Subjectivity, the Unconscious and Consumerism by Marlon Xavier
Author:Marlon Xavier
Language: eng
Format: epub
ISBN: 9783319968247
Publisher: Springer International Publishing
5.4.5 Consumption as Definer of Existence and the Homo Simulacrum
Thus, more than mere sources of identity and definers of social relations, under a totalizing ImCon, the commodity-sign and the act of consumption become the only foundations of being. As Benson (2000) claims, mutating Descartes’s cogito, I shop therefore I am: shopping (consuming) thus becomes “the basic certainty ” (C. Campbell, 2004, p. 33), guarantee, and guarantor of existence, its immanent principle. The commodity-subject, or commodified self, is thus instituted as the subject of contemporary consumption societies.

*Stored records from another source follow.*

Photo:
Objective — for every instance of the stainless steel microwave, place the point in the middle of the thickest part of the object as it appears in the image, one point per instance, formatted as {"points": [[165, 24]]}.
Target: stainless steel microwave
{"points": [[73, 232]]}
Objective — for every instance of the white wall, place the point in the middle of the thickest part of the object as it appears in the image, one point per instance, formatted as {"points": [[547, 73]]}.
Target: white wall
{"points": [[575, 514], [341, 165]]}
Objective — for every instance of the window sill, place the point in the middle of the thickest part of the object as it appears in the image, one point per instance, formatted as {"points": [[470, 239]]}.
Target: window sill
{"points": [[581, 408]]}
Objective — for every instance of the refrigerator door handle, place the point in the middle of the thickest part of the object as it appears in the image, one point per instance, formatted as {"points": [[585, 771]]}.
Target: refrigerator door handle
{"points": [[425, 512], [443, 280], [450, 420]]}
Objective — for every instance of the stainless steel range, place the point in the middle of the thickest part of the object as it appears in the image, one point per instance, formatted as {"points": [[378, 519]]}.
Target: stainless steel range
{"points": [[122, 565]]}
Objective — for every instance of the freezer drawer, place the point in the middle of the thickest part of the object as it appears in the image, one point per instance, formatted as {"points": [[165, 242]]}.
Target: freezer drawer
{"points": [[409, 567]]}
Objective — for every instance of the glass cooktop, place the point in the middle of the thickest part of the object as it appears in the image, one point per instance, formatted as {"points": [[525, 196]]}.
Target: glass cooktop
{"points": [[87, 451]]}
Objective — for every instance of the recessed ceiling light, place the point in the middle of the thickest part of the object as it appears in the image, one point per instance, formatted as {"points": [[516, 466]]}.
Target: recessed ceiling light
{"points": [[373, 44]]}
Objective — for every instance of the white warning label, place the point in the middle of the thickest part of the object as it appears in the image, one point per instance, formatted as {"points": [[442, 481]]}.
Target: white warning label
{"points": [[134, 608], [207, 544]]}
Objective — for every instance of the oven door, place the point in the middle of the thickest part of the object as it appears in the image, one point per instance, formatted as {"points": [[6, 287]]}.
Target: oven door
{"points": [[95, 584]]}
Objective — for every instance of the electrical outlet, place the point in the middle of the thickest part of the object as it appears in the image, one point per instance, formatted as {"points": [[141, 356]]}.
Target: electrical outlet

Logically, the commodity-subject will mirror the characteristics of the commodity: transient, disposable, superficial, artificial, and so on. But more than that, as argued in the previous chapter, inasmuch as the subject is formed in identity with the imaginary and becomes identical with its consumption dreams (an idea illustrated by phantasmagoric personae), s/he will resemble an assemblage of unchained signs, disconnected from reality, exchangeable against other signs or commodities . Theoretically, this idea reveals how a cultural mutation (total capitalism-consumerism) is connected to a mutation of imaginaries (from symbolic to semiotic to simulacric); both mutations thus shape a corresponding anthropological mutation: the subject as a (commodity-)sign, turning into a simulacrum.
A parallel process: As culture is dissolved and volatilized into signs to be consumed—and the signs are emancipated from any reality—so is its subject . Baudrillard (1973/1981) mentioned this phenomenon of consumerism in an important passage that in fact summarizes the whole argument of “total colonization” by the ImCon of both reality and subject: “Homology, simultaneity of the ideological operation [of commodification] on the level of psychic structure and social structure” (p. 100).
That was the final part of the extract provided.